As you can see, the Field class is a mapping of drunks to locations. When we move a drunk, his location reflects this move and we take note of the current location. Also, we can use this class to find out the location of any drunk.

The last class of interest is the Drunk class. The Drunk class embodies all the drunks we will be playing with. It is a common class or parent class as all other drunks will inherit from this class.

    
import random

class Drunk(object):

    def __init__(self, name=None):
        ''' Assumes name is a string '''
        self.name = name

    def __str__(self):
        if self != None:
            return self.name
        return 'Anonymous'

What the Drunk class does is give identity to each drunk object or subclass.

Now, we will create a drunk with our expected way of movement: that is take one step each time in the north, south, east, or west direction. We will call this drunk class, UsualDrunk. Here is the definition of the class.

    
class UsualDrunk(Drunk):

    def take_step(self):
        step_choices = [(0,1), (0, -1), (1,0), (-1,0)]
        return random.choice(step_choices)

The UsualDrunk class inherits from the Drunk class and the only method it defines is the random step it can take. From the take_step method you can see that it can only move one step to the east, west, north or south, and this in a randomized fashion.

So, now that we have our classes let us try to answer the question – where will the drunk be after taking a series of walks in a random fashion? Like taking 10 walks, or 100, or 1000? Normally, we would expect that when the number of walks increases, the distance from the origin should increase. But this might not be the case because you know how drunks walk – haphazardly. Some drunks can even retrace their steps back to where they started and go nowhere!

So, for our simulation, we will write code that makes use of these classes and run the code on the drunk taking a number of steps with different trials for each step. We are using different trials in order to balance out the randomized walk and get a mean of distances.

Here is the code:

When you run it there is one fact that stands out: The mean distance from the origin increases as the number of steps increases. That is the hypothesis we started with.

Some pertinent new driver code are the following:

    
def walk(f, d, num_steps):
    '''Assumes: f a field, d a drunk in f, 
    and num_steps an int >= 0.
    Moves d num_steps times; returns the distance between
    the final location and the location at the start 
    of the walk.'''
    start = f.get_loc(d)
    for _ in range(num_steps):
        f.move_drunk(d)
    return start.dist_from(f.get_loc(d))

The walk function returns the distance from the final location for a single trial based on the drunk taking a number of steps that is defined.

    
def sim_walks(num_steps, num_trials, d_class):
    '''Assumes num_steps an int >= 0, num_trials an int > 0,
    d_class a subclass of Drunk. 
    Simulates num_trials walks of num_steps steps each. 
    Returns a list of the final distance for each trial'''
    homer = d_class()
    origin = Location(0,0)
    distance = []
    for _ in range(num_trials):
        f = Field()
        f.add_drunk(homer, origin)
        distance.append(round(walk(f, homer, num_steps), 1))
    return distance

The sim_walks function (simulated walks) is different from the walk function only in one aspect: it relates to all the different trials that are used for a specific step. Say for a 10 steps walk we did 100 trails so as to get the mean. So sim_walk returns a list of the distances for the trials. This is so that we can take the mean distance for each number of steps since we are randomizing the walk.
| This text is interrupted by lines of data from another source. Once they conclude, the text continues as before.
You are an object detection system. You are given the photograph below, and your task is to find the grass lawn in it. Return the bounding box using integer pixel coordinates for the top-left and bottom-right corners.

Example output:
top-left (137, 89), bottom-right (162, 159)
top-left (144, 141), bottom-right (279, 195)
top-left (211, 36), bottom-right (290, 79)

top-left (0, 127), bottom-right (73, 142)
And finally, the drunk_test function.

    
def drunk_test(walk_lengths, num_trials, d_class):
    '''Assumes walk_lengths a sequence of ints >= 0
    num_trials an int > 0, d_class a subclass of Drunk
    for each number of steps in walk_lengths, runs sim_walk
    with num_trials walks and prints results '''
    for num_steps in walk_lengths:
        distances = sim_walks(num_steps, num_trials, d_class)
        print(d_class.__name__, 'random walk of ', num_steps, 'steps')
        print('Mean:', round(sum(distances)/len(distances), 4))
        print('Max:', max(distances), 'Min:', min(distances))

This serves as the test of our code. It prints out the mean for each number of steps after doing the various trials and then the max and min for those trials in a specific step.

You could download the above code here, random_walk.py.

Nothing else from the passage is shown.